Their research shows that M. avium not only avoids being killed by macrophages, but even avoids being discovered by them. It is this recognition phase that the CEMIR researchers are now able to shed more light on.

“How this happens, we don’t yet know. But if we could prevent mycobacteria from hiding in this compartment, or force the bacteria out of it, they would have a hard time not being killed. Then it would have trouble causing a chronic infection,” she said.

An important lead may be that not all mycobacteria manage to avoid being detected. The macrophages engulf all the bacteria, but only the most well-adapted ones are not discovered and manage to hide and survive.

The researchers envision future research where they would try to find out how the mycobacteria manage to establish and sustain the vesicle hideouts as they evade discovery. That would enable something to be done about these chronic infectors.

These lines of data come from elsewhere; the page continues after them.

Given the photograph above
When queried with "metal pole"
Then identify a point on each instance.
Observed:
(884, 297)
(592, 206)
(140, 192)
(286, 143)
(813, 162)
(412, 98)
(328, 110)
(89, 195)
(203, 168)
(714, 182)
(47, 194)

Better treatment is the goal

The treatment for common tuberculosis usually involves four different antibiotics to start, and gradually decreases to two. The whole process takes about six months. But if the tuberculosis bacterium is resistant to antibiotics, recovery can take up to two years.

“Unlike a number of other infectious diseases, you don’t become immune even if you’ve had tuberculosis. You can become infected and sick again, so it’s important to find solutions that can provide milder, shorter-term treatment,” says Flo.

CEMIR’s basic research is part of this work.

Antibiotics are designed to kill bacteria. Antibiotic resistance is an increasing problem. An effective solution may be to combine antibiotics with substances that stimulate our own immune system. In this way, the bacteria would be attacked from two sides and would therefore have a harder time finding places to hide.